Karrie Jacobs

@KarrieUrbanist

August 1, 2006

My Googleganger

menot me
L: Me (photo by Harry Zernike), R: Not Me

For a time, I believed the existence of the other Karrie Jacobs was my secret. I thought only I realized that if you Googled my name you’d turn up lots of articles I’d written, plus a handful of sites with titles like “nude wallpaper” or “great babes” that featured a woman twenty years my junior with noteworthy breasts, a pre-Raphaelite ‘do, and a look on her face that could be interpreted either ecstasy or cow-like docility.

One evening, the moderator of an event where I was speaking announced to a room full of San Francisco interior designers that he’d done a Web search to figure out how he should introduce me. He was amazed to discover that I’d been a Penthouse Pet of the Month.

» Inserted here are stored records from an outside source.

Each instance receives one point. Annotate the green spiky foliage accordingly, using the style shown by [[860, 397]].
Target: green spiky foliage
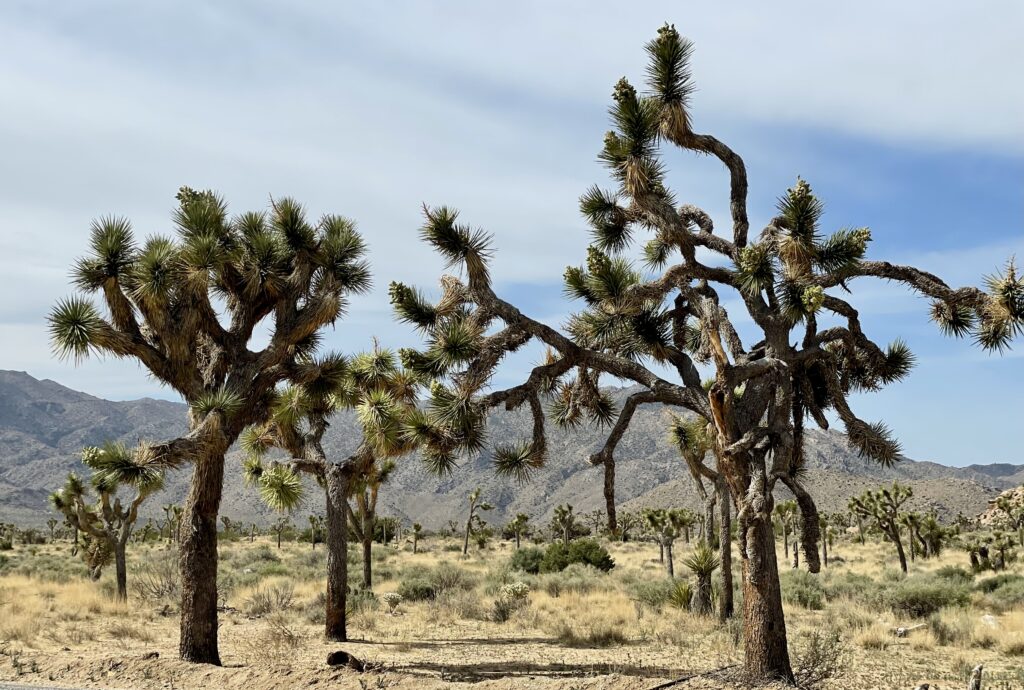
[[797, 279], [120, 485], [884, 510], [185, 305]]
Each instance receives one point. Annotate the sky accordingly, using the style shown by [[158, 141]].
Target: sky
[[906, 118]]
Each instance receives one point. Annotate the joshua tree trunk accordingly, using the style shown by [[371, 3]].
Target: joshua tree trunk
[[198, 561], [609, 493], [337, 553], [766, 651], [710, 536], [725, 607], [120, 562]]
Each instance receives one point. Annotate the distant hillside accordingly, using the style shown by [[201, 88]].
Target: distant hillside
[[43, 426]]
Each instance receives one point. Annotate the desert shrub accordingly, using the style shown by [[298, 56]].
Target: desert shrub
[[919, 598], [527, 559], [682, 594], [989, 585], [950, 632], [821, 656], [653, 594], [156, 578], [849, 586], [954, 573], [1008, 595], [360, 601], [417, 589], [269, 599], [589, 552], [803, 589]]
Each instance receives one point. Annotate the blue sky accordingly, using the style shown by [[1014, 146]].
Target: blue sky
[[906, 120]]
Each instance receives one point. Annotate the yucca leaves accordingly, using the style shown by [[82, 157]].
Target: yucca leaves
[[75, 326], [456, 243], [412, 307], [518, 462], [113, 248], [281, 488], [670, 80]]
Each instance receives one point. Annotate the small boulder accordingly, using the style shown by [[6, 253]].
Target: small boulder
[[342, 658]]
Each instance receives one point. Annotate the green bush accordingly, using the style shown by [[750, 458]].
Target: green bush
[[803, 589], [417, 590], [591, 553], [920, 597], [954, 573], [587, 552], [989, 585], [527, 559], [653, 594]]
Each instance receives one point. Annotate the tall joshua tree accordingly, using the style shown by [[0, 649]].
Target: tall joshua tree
[[475, 504], [633, 328], [383, 396], [185, 306], [882, 508], [109, 521]]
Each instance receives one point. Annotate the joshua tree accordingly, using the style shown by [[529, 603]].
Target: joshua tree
[[785, 515], [637, 330], [883, 509], [1012, 515], [384, 396], [109, 522], [417, 531], [363, 520], [518, 526], [563, 523], [51, 524], [701, 562], [693, 439], [185, 307], [280, 526], [474, 505], [315, 529]]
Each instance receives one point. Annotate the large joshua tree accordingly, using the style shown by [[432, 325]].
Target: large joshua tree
[[384, 397], [110, 520], [633, 328], [185, 306]]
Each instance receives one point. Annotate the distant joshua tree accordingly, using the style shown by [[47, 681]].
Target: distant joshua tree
[[109, 522], [792, 278], [185, 306], [883, 508], [475, 504], [384, 397]]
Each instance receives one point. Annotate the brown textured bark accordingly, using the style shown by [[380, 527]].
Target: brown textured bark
[[609, 493], [198, 561], [337, 554], [120, 563], [725, 605], [765, 645]]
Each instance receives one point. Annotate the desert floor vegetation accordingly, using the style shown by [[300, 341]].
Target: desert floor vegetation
[[436, 618]]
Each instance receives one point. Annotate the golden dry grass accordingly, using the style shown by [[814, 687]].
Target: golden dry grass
[[71, 631]]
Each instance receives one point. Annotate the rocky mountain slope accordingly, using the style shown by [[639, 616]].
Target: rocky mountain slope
[[43, 426]]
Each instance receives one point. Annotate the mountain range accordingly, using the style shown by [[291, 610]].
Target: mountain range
[[44, 425]]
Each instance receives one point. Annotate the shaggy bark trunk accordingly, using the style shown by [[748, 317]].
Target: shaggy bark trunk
[[711, 538], [121, 567], [337, 554], [609, 493], [198, 561], [766, 651], [725, 608]]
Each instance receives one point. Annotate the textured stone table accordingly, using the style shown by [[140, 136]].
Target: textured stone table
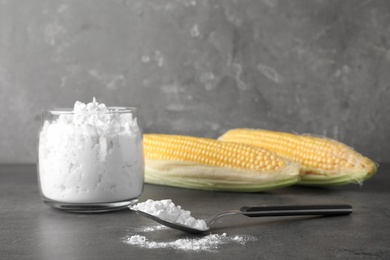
[[31, 230]]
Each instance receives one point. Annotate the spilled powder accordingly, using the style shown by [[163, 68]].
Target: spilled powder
[[209, 242], [167, 210]]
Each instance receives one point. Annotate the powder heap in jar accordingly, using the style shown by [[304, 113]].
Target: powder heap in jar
[[167, 210], [92, 154]]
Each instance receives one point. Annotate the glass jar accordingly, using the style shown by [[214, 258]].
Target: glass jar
[[91, 162]]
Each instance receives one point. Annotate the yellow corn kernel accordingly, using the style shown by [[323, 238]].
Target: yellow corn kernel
[[318, 157], [202, 163], [210, 152]]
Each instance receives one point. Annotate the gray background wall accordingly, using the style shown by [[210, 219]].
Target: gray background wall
[[200, 67]]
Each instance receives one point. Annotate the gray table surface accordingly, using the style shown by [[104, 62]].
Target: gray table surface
[[29, 229]]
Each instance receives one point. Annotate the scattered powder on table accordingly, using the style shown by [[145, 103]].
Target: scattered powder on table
[[209, 242], [167, 210]]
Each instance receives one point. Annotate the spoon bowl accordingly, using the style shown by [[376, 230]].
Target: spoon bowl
[[258, 211]]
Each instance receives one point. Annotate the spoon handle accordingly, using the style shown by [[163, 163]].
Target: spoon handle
[[296, 210]]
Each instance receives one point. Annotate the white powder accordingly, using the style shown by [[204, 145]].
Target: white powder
[[209, 242], [92, 154], [167, 210]]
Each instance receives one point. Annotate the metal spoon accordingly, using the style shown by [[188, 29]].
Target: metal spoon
[[261, 211]]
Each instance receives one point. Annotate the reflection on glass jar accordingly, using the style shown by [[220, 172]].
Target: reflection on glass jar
[[90, 158]]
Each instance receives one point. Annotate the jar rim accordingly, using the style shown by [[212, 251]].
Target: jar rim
[[111, 110]]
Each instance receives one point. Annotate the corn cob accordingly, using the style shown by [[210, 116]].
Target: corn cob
[[323, 161], [203, 163]]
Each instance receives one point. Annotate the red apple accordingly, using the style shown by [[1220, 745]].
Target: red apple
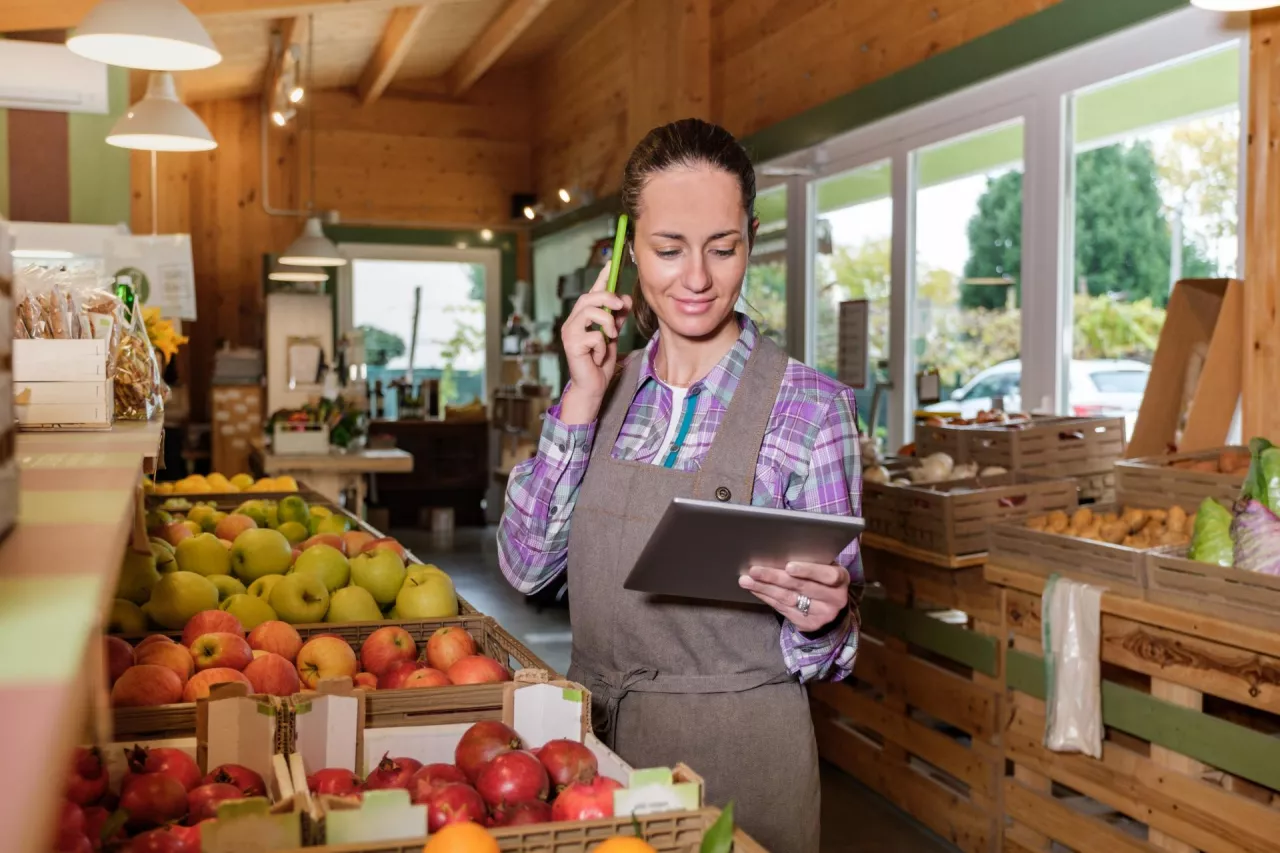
[[119, 657], [387, 647], [476, 669], [169, 655], [146, 685], [325, 657], [277, 637], [200, 683], [448, 646], [224, 651], [396, 676], [210, 621], [273, 675]]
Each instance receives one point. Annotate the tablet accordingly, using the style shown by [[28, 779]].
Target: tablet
[[700, 548]]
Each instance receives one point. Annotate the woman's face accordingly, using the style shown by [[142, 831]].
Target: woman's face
[[691, 249]]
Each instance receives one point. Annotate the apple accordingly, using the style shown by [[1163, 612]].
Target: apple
[[251, 611], [119, 657], [325, 562], [210, 621], [273, 675], [200, 683], [429, 597], [275, 637], [300, 598], [260, 552], [145, 685], [325, 657], [448, 646], [352, 605], [382, 573], [168, 655], [220, 651], [233, 525], [387, 647]]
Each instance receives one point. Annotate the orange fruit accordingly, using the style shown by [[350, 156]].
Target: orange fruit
[[461, 838]]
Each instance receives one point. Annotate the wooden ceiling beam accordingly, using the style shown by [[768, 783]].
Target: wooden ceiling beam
[[398, 37], [493, 42]]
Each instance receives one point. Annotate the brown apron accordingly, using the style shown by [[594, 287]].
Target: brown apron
[[690, 680]]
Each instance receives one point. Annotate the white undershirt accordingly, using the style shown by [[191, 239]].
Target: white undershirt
[[677, 407]]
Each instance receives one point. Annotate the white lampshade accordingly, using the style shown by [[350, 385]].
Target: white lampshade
[[312, 249], [152, 35], [160, 122]]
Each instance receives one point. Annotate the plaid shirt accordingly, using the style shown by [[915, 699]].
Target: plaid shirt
[[809, 461]]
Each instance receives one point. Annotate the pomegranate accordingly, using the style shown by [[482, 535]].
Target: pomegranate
[[515, 776], [202, 801], [432, 776], [453, 803], [164, 760], [392, 772], [152, 799], [87, 781], [248, 783], [333, 780], [585, 801], [521, 813], [567, 762], [481, 744]]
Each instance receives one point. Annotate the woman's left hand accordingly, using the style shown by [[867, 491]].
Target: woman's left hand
[[826, 585]]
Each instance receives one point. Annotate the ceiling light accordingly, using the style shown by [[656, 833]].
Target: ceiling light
[[152, 35], [160, 122], [312, 249]]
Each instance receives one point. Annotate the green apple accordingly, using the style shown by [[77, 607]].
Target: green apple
[[261, 588], [300, 598], [227, 587], [126, 617], [295, 532], [429, 597], [382, 574], [179, 596], [205, 555], [259, 552], [138, 576], [293, 509], [251, 611], [325, 562], [353, 605]]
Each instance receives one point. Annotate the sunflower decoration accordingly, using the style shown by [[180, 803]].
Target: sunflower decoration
[[164, 337]]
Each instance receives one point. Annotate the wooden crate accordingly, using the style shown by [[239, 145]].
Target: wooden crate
[[1119, 569], [951, 519], [919, 719], [1153, 482], [1234, 594], [383, 708], [1191, 760]]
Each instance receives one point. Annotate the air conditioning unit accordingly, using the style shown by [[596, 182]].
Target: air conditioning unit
[[36, 76]]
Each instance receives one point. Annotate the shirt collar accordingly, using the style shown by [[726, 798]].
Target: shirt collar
[[725, 375]]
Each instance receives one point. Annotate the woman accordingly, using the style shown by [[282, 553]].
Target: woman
[[711, 409]]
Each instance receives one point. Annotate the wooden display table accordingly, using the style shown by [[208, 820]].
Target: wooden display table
[[1192, 708], [80, 497], [920, 719]]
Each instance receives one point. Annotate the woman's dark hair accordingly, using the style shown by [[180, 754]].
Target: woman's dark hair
[[684, 144]]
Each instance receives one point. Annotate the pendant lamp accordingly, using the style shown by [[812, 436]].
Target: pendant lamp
[[160, 122], [151, 35]]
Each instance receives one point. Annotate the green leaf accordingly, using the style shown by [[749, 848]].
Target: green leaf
[[720, 836]]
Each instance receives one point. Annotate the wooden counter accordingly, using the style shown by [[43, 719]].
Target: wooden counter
[[58, 573]]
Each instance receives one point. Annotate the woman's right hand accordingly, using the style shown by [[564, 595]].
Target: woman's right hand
[[592, 356]]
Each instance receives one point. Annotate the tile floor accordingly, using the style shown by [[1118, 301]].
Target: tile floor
[[854, 819]]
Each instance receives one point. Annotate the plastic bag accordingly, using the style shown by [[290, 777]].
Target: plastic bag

Not that I mind sharing my name with a stripper–better that than another writer–but it’s strange to think that completely unrelated lives are routinely conflated by the dumb genius of the search engine. Before the Web, someone like the other Karrie would work a club or two in some other city. Our paths would never cross. But our resumés have been intermingled by Google, and I’ve come to think of her as a sort of sluttish alter ego.

A number of years ago, I had a date with an East Village lawyer. I later learned that he had done a Nexis search on me beforehand. At the time, it seemed exceptionally creepy. Now, of course, I assume every man I meet will Google me. Occasionally, I’ll even warn a new acquaintance to use a modifier: architecture, design, New York. Other times I don’t. I intentionally allow the other Karrie to be my warm-up act; fleshy she makes cerebral me seem somehow less intimidating.

Mostly I’m amazed by the rate at which the other Karrie’s citations proliferate. She used to be a mere blip, but now a search will dredge up an endless stream of www.porn-stars.spicier.com and www.foxyflix.com. The shocking thing is that a number of the sites that feature her name offer pictures of women who are not Karrie Jacobs at all, just a bevy of Vikkis and Briannas. These pages surely aren’t my pages, but they aren’t hers either. It’s like a form of identity theft.

Actually, it’s more like branding. Danny Sullivan, editor-in-chief of Search Engine Watch – a man who prides himself on being the first citation to come up if you simply Google “Danny” – argues that this proliferation of search results that have little to do with the search terms entered isn’t specifically related to pornography. It’s really a symptom of commerce. Porn sites use the name “Karrie Jacobs” as a corporate site might use “Mickey Mouse’ or “Absolut,” to reel in the Google-savvy audience. And, because I don’t have my own site, I’m letting the pornographers walk all over me. Sullivan advises me to put up my own page* and have my friends link to it. “You could be number one,” he assures me.

But the other question, the disturbing one, is what exactly is this girl doing with my name? Strippers are supposed to adopt a stage name, aren’t they? Gypsy Rose Lee. Cherry Mirage. Bunny Luv. What kind of a stripper name is Karrie Jacobs?

“Maybe she grew up on Jacobs Street,” suggests Sullivan.

“Right,” I say, “and she had a hamster named Karrie.”

I would love to ask her, but this Karrie who is everywhere on Google is nowhere to be found on Earth. Phone calls and emails to the guy who owns the domain name www.karriejacobs.net are dead ends. An email to a fellow reputed to be the Matt Drudge of porn bounces because his mailbox is full.

If life imitated William Gibson, a go-between would mysteriously emerge and my doppelganger and I would rendezvous in a picturesque strip joint in, say, Brno. But, in the end, my only recourse is Penthouse. “You need to talk to Dotty Meyer,” someone in the photo department there tells me. “She handles the Pets.”

When I finally get Dotty on the phone she says, “We’ve lost touch with Karrie over the last couple of years.” I’m disappointed, but Dotty promises to do her best. And I fully expect that, sooner or later, the phone will ring, it will be the other Karrie Jacobs and we’ll talk about…What? Hardcore XXX action? Nah. We’ll discuss the important stuff like brand equity and the potential for synergy.

*Note: This essay was written in early 2004 on assignment for Wired Magazine. It was never published. I am finally, with the lauch of this website, taking Danny Sullivan’s advice.